The best 4-star hotels in Lisbon
A day in the life of the world's best – this is the Pestana Group's proposal at the new CR7, the chain's second hotel (the first is located in Funchal, Madeira) inspired by Portugal's celebrated footballer and aimed at a millennial crowd. Interactive, modern and connected, Pestana CR7 brings to Lisbon a seductive offer: to have a glimpse at a day in the life of Ronaldo, and enjoy the same comforts and extravagances that the Real Madrid star expects to find away from home.

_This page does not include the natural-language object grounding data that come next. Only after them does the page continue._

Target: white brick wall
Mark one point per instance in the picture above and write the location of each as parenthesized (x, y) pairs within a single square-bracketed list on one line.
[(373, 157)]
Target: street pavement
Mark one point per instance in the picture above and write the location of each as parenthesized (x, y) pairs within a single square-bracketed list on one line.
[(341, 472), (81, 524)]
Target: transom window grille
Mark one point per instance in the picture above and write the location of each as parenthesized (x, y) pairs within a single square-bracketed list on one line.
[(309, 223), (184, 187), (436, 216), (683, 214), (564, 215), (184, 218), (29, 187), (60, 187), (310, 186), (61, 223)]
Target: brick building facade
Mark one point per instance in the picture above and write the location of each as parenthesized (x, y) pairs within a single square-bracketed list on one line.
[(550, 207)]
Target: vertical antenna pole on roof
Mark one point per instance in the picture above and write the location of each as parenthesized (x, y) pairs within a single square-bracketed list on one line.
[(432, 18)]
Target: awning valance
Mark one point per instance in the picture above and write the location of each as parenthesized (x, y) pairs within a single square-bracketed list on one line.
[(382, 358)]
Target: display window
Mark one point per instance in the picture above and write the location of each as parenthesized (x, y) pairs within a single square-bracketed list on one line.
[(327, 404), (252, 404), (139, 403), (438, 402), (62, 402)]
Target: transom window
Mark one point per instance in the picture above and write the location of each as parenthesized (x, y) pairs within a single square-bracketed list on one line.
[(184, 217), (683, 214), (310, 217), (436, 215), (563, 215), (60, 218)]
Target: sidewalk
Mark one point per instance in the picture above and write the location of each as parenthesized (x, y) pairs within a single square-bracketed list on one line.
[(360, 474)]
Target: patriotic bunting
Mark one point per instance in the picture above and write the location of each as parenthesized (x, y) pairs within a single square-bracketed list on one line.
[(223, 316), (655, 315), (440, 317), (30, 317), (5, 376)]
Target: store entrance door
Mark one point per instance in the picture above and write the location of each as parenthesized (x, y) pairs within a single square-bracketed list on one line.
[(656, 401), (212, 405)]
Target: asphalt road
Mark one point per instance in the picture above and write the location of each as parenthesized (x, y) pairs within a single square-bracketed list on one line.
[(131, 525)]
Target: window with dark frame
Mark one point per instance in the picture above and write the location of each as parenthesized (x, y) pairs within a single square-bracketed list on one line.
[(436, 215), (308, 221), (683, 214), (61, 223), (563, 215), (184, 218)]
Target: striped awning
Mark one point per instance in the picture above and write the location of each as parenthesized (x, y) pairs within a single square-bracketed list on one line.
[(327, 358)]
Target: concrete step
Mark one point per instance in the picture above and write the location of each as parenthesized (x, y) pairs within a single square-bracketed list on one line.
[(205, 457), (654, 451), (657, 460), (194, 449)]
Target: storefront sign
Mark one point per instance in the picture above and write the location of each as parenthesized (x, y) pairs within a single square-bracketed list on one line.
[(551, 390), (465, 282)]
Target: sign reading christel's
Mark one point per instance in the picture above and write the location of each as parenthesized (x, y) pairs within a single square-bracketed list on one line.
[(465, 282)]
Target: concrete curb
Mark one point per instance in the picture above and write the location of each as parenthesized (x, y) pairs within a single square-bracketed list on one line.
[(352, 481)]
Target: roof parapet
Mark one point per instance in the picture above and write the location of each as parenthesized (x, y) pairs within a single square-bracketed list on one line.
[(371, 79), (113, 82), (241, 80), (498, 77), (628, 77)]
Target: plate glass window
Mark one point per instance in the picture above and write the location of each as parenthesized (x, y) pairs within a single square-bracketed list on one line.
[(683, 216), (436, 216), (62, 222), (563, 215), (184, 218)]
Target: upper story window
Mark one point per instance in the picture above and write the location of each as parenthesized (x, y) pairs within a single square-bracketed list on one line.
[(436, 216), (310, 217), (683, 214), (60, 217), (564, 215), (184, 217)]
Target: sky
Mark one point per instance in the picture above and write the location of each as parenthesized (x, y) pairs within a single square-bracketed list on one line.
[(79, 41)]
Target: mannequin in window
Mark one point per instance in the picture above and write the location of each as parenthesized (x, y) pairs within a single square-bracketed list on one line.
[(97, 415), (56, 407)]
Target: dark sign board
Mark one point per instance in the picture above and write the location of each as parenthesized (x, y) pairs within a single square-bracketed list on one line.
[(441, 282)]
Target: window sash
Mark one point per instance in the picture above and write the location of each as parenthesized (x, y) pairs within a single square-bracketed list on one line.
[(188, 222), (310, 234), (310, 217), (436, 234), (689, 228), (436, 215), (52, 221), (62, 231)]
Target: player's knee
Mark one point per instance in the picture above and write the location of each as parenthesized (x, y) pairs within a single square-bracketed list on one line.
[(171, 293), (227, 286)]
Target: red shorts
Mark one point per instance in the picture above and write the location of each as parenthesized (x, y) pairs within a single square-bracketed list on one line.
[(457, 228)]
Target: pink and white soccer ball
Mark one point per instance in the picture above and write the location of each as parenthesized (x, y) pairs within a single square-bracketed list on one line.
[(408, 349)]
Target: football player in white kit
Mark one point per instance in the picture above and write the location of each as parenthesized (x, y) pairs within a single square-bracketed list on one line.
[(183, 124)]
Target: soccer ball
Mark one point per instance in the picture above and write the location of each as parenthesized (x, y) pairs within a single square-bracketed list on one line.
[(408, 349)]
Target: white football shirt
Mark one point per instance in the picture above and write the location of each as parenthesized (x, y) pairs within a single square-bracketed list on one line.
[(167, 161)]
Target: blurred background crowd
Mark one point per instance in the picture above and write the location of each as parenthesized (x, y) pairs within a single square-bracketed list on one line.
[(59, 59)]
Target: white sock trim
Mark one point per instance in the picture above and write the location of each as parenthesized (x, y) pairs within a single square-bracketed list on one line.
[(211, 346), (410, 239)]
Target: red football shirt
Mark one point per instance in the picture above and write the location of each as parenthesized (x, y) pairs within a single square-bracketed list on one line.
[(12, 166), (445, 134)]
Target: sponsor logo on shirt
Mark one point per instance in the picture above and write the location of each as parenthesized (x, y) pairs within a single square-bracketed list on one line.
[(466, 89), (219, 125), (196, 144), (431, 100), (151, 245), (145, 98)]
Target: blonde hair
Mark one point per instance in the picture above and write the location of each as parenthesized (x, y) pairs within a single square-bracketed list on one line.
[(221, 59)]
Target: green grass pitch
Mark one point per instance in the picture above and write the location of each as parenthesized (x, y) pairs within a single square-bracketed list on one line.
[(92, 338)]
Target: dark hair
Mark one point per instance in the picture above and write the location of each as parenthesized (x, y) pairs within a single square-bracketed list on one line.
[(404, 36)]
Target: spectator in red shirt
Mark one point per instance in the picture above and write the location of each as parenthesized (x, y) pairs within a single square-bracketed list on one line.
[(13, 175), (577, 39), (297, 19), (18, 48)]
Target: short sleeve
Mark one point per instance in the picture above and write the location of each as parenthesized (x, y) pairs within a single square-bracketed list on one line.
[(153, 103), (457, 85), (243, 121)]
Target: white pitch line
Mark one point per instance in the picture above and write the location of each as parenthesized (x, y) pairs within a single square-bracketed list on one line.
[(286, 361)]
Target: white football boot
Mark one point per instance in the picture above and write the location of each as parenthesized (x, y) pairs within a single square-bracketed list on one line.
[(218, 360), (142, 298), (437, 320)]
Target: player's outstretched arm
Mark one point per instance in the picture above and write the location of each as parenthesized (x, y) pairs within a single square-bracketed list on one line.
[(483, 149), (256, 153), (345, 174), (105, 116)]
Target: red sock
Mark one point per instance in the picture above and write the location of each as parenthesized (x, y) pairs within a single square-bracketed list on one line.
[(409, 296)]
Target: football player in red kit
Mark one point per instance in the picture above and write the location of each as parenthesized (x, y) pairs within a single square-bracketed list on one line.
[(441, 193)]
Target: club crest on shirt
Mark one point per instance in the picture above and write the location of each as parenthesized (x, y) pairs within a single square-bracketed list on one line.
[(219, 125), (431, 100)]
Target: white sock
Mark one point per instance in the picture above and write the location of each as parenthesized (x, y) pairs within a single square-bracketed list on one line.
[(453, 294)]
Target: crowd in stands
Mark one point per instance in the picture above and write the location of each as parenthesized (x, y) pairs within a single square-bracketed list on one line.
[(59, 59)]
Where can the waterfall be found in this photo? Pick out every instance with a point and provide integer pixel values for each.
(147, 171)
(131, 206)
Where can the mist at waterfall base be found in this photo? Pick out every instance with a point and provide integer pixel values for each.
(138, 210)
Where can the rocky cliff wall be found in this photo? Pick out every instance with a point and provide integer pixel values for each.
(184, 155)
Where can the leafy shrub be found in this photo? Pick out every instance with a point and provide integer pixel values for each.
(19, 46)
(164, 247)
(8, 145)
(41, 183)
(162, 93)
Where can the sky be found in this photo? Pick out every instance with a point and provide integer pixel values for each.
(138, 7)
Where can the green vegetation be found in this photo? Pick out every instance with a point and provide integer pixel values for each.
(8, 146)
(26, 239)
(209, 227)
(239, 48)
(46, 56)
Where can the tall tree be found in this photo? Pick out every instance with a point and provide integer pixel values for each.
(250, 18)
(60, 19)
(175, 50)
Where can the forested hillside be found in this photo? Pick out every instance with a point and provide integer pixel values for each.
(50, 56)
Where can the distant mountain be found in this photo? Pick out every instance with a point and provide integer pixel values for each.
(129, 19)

Roger Moore, Romy Schneider, Brigitte Bardot, Jean-Paul Sartre and Simone de Beauvoir were among its many famous guests. In the 1950s, tourism in Lisbon didn't go much beyond the city centre and castle areas. Staying in this hotel at the Martim Moniz square, a couple of minutes' walk from the Rossio, thus meant staying smack in the middle of the fun part of town, right next to all the typical food joints, the theatre houses and Lisbon's bohemian nightlife spots. More than half a century later, a lot has changed in the city, but Mundial's reputation remains intact. The square earned and then ditched a “rough” image, and has now become a fusion food market. As Lisbon grew, so did the Mundial, while keeping its old charm.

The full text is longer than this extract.